Researchers from SOCRadar discovered the campaign, which they believe is the work of a Russian-speaking threat actors, when they found an exposed operational server belonging to attackers. This gave them visibility into the group's tooling, victim database, automation infrastructure, and verified credential repository, according to a report published Tuesday.
"The attacker’s database contains login credentials for more than 30,791 devices belonging to companies and government organizations across 194 countries," according to the report. "These are not random guesses. These are verified, working usernames and passwords, tested and confirmed by the attackers themselves using automated tools running around the clock."
Related:Fileless Phantom Stealer Targets Browser Credentials
Take the Threat Seriously
SOCRadar emphasized that they did not find any evidence of exploitation of a Fortinet flaw in the operation and are considering it strictly as a credential-compromise campaign, one that should be taken seriously, according to the report.
The compromised devices so far comprise 21,108 unique IP addresses and 8,316 unique domains across government, telecommunications, healthcare, education, financial services, and critical infrastructure sectors, the researchers found.

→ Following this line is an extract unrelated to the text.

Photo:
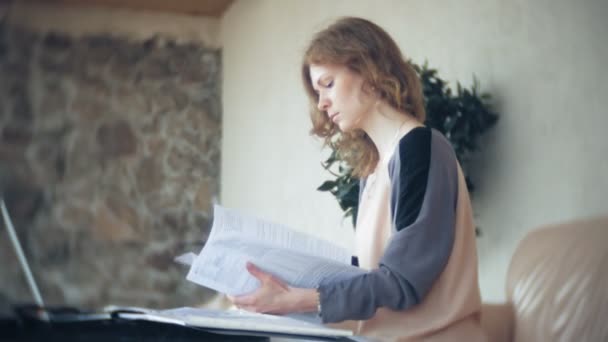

Among those, telecommunications accounted for over 5,600 compromised devices, while government organizations represented 591across 111 domains.
Enterprise organizations generating more than $1 billion in annual revenue comprised over 20% of affected devices, while India and the United States reportedly accounted for nearly one-third of all identified credential comprises, although affected organizations were found across Asia, Europe, the Americas, Africa, and the Middle East.
Targeting Security Weaknesses
Analysis found that the firewalls and VPNs compromised often demonstrated security weaknesses in the targeted network infrastructure, the researchers found. Many were either generic administrator accounts, default or built-in Fortinet system accounts, or long-lived accounts with passwords that had never been rotated after previous breaches, they said.